Batch Retryable for Batch Jobs in Finance and Operations apps3 min read

It’s a pretty common issue when there is a connection loss happening to the database in a cloud application, failing batch jobs and forcing teams to redo the operation. But, with the 10.0.18 release, the Microsoft team has introduced a retryable flag feature to be set on every batch job to safely retry should any connection issues be experienced.

Background

Dynamics 365 for Finance and Operations workload is typically memory intensive in the SQL bound workloads making most of the transactions to fetch the data from the database and apply business process transformation before persisting it back in the database. Each unit of work is wrapped in transactions, which are called ttsbegin and ttscommit transactions.

Sometimes, it takes longer for a unit to finish an operation, which should not be a problem, unless you have got a connection loss. In case the connection is down in the middle of a transaction – the transaction will fail, rolling back and losing the work. To spot the issue, there are certain symptoms, i.e. errors, that will be seen in batch jobs execution:

  • [Microsoft][ODBC Driver 17 for SQL Server] – Unspecified error occurred on SQL Server, meaning connection may have been terminated by the server;
  • You are not able to select a record in [Name of a table], causing a temporary problem with the connection to the database.

It should be noted that Azure SQL Database offers a 99.99% availability SLA for zone redundant databases in its business-critical tier. Meaning, all customer production environments are zone redundant. Nevertheless, there is a 00.01% chance where SQL might not be available and that could be because of unplanned outages from the SQL side, which may be a failover, DNS issues, or a planned outage on the SQL side. Quite frequent and unnormal, but still can happen.

Other possible issues for SQL connection loss would be long runs on SQL which will be blocked and, eventually, maybe killed by WD/DAMS.

Batch Retryable Overview

Any batch job you run in Finance and Operations that has got a connection loss will throw an error state, messing up the process and putting you back to square one. That means Finance and Operations must be resilient to transient connection losses, automatically restarting batch jobs on connection loss, primarily to handle SQL Transient Exceptions.
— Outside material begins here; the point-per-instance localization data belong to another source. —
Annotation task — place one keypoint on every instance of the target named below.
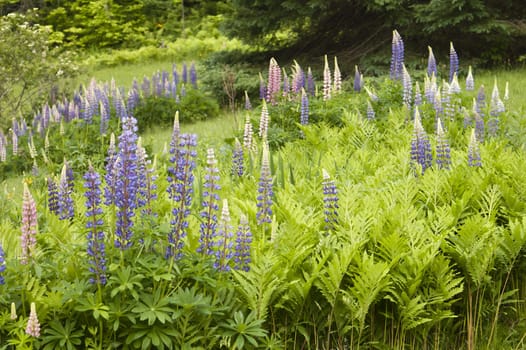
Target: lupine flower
(326, 81)
(453, 62)
(33, 326)
(52, 197)
(96, 249)
(311, 86)
(330, 201)
(431, 63)
(420, 146)
(408, 87)
(180, 190)
(126, 183)
(65, 202)
(29, 225)
(224, 242)
(370, 111)
(304, 108)
(264, 121)
(443, 157)
(337, 77)
(470, 82)
(248, 105)
(242, 247)
(474, 159)
(2, 265)
(357, 85)
(274, 81)
(210, 205)
(238, 159)
(265, 193)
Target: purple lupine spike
(248, 105)
(210, 205)
(242, 248)
(357, 85)
(330, 201)
(52, 190)
(2, 265)
(96, 248)
(224, 243)
(238, 159)
(180, 190)
(304, 108)
(265, 192)
(453, 62)
(311, 86)
(474, 159)
(326, 80)
(126, 186)
(431, 63)
(29, 227)
(421, 155)
(443, 157)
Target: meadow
(367, 213)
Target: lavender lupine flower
(248, 105)
(96, 249)
(242, 248)
(443, 157)
(470, 81)
(33, 326)
(274, 81)
(180, 190)
(357, 85)
(453, 62)
(52, 190)
(210, 205)
(337, 77)
(330, 201)
(311, 86)
(2, 265)
(371, 115)
(29, 226)
(265, 192)
(407, 87)
(65, 202)
(264, 121)
(126, 183)
(238, 160)
(421, 155)
(224, 242)
(474, 159)
(304, 108)
(431, 63)
(326, 80)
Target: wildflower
(443, 157)
(33, 326)
(326, 81)
(474, 159)
(180, 190)
(453, 62)
(304, 108)
(431, 63)
(265, 193)
(242, 247)
(210, 204)
(224, 243)
(470, 82)
(420, 146)
(29, 225)
(330, 201)
(96, 248)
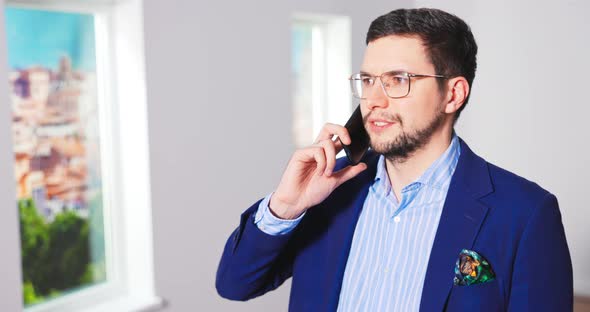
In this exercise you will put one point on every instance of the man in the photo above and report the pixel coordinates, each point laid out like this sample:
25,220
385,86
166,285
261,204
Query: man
422,223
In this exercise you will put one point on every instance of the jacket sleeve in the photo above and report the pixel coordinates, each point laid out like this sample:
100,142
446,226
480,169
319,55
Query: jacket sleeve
542,277
253,262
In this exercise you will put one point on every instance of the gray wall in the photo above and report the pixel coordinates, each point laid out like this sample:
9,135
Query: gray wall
530,105
218,139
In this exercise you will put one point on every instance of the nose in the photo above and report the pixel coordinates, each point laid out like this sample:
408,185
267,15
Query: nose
376,97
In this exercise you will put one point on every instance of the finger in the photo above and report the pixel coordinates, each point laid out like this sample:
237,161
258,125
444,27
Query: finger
330,129
349,173
330,152
319,157
337,145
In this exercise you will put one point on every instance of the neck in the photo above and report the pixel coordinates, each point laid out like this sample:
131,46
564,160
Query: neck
403,173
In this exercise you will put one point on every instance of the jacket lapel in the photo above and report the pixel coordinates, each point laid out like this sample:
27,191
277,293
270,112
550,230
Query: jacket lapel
459,224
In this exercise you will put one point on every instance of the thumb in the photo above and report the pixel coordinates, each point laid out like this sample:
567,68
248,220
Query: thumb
349,173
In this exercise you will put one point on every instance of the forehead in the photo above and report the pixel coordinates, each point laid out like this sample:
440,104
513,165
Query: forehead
406,53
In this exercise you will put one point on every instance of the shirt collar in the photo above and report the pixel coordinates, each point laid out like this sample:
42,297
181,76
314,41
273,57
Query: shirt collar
436,176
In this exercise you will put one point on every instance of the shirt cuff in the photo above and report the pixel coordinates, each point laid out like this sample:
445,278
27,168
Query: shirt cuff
271,225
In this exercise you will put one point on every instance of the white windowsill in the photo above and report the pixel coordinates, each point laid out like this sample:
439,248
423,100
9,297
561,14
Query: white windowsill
124,304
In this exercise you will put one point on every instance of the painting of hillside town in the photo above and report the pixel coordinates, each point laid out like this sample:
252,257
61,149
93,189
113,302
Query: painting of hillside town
57,167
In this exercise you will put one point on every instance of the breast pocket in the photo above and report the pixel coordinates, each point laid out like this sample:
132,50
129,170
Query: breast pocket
478,297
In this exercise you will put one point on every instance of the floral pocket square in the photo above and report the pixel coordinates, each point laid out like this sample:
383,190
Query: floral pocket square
471,268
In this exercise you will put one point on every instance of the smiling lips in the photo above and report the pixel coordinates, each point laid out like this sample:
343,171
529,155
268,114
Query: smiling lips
379,125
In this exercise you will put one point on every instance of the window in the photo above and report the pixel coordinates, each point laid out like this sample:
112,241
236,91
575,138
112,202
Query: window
81,176
320,69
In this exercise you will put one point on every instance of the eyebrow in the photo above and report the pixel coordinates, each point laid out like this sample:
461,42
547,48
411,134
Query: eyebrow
362,72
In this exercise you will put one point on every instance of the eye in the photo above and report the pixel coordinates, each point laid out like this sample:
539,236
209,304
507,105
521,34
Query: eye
399,80
366,81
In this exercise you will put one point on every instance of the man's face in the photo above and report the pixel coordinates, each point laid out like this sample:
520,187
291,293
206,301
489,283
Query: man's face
399,127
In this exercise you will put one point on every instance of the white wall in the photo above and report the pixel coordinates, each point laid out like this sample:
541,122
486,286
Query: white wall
218,81
530,105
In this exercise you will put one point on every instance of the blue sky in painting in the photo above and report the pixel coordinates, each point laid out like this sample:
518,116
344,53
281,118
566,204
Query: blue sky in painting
41,38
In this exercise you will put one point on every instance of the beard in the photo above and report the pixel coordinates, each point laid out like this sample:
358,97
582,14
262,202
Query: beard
406,143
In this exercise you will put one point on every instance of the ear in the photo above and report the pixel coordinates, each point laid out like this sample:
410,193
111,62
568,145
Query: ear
456,94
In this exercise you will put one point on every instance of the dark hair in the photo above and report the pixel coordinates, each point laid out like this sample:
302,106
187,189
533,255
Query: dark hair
447,38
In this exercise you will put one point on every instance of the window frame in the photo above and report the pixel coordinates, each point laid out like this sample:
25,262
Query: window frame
331,67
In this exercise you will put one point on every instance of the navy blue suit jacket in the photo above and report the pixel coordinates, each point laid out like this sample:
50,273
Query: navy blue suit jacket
512,222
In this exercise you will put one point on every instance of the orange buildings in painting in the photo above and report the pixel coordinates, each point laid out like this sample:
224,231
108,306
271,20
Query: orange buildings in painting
49,138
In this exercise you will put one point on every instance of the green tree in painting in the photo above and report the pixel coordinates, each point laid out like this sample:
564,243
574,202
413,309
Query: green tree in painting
55,255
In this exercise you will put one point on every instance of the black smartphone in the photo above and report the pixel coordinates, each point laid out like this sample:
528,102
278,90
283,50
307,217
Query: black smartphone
358,136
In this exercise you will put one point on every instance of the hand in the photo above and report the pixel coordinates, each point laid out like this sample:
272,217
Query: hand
309,177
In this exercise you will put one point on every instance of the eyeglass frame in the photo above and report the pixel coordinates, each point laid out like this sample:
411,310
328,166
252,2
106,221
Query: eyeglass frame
397,72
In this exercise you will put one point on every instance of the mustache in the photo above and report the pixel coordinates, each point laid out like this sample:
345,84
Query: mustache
383,115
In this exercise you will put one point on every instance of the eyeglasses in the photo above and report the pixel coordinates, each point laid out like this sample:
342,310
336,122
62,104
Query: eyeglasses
395,84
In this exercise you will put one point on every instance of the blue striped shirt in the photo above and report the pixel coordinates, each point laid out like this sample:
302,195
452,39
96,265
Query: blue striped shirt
392,241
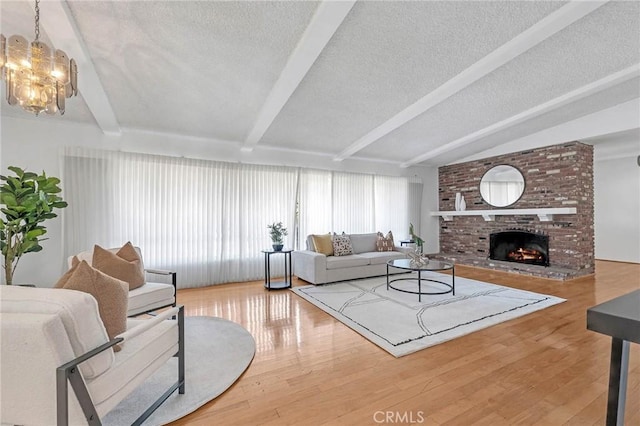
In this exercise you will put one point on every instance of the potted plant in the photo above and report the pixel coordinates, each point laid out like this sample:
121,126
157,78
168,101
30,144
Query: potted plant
277,233
26,199
419,241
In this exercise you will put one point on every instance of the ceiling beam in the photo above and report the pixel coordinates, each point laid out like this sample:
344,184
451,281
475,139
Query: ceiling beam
579,93
539,32
57,21
326,20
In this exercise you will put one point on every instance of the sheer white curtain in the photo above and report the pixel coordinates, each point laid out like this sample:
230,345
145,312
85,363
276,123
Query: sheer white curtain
398,203
315,206
207,220
357,203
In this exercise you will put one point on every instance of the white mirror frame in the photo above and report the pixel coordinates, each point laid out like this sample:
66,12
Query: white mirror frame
502,186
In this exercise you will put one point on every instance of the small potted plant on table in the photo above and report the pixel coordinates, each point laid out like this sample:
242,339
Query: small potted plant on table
277,233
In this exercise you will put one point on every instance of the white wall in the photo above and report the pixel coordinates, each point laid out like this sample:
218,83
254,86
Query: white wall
615,135
617,205
37,144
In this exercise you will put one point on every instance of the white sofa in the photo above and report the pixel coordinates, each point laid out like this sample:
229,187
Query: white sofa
365,261
54,337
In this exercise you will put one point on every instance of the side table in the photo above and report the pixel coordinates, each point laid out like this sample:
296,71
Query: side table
286,283
620,319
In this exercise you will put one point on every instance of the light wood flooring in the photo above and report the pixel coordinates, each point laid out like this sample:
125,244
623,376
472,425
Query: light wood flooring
544,368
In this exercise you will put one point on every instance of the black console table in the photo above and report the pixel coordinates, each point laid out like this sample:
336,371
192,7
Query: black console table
286,283
620,319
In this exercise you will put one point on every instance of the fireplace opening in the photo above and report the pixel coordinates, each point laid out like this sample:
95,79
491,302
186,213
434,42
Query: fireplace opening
520,247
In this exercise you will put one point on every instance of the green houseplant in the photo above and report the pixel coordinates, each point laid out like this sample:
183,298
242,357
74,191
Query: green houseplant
26,199
277,233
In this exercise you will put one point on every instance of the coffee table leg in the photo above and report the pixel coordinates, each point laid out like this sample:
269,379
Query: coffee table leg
453,280
618,371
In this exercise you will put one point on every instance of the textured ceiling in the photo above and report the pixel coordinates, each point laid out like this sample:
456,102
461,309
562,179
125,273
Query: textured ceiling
388,81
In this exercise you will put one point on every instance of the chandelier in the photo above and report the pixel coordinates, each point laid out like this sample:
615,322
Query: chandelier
37,79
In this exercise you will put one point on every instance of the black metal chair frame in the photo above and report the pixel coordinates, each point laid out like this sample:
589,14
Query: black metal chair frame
69,373
174,282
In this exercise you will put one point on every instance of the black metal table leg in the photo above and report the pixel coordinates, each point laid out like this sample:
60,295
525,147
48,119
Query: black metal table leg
618,370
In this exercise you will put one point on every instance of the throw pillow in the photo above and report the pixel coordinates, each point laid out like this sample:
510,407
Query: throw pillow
323,244
124,265
342,245
63,279
385,243
111,294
And that’s where the BatchRetryable feature comes into play.

BatchRetryable is introduced in 10.0.18 with a purpose to be used by the batch framework to determine if the individual batch job should be automatically retried on encountering SQL Transient Exception. Hence, BatchRetryable will continue to retry after every 5 seconds of database connection loss for a maximum of 5 minutes with Maximum retries of 5 times. 

Technically, should a batch task be marked as “Retryable”, the batch service will retry the task once it encounters an error, omitting manual process. Also, make sure to set such flag to “false” on batch tasks that should not be retried on failure.

Behavior

Again, the beauty of Retryable feature is that the batch task will not end as an “Error” and will continue to retry should any connection issues occur, auto restarting the process of the batch task from the beginning as soon as SQL connectivity is re-established.

Keep also in mind that if a custom batch process is designed to run in multi-threading, you must implement BatchRetryable interface to both the main controller and task controller, otherwise your tasks will fail during transient connectivity issues. OR, it will continue to retry unless the batch is finished. However, if a transient issue happens before tasks are created, the batch job will fail.

As the key takeaways, make sure to educate your team to uptake the feature and implement it for custom batch jobs properly: at both main controller and task controller. Otherwise, if you don’t implement BatchRetryable, by default, your custom batch jobs will not retry in case of SQL transient error.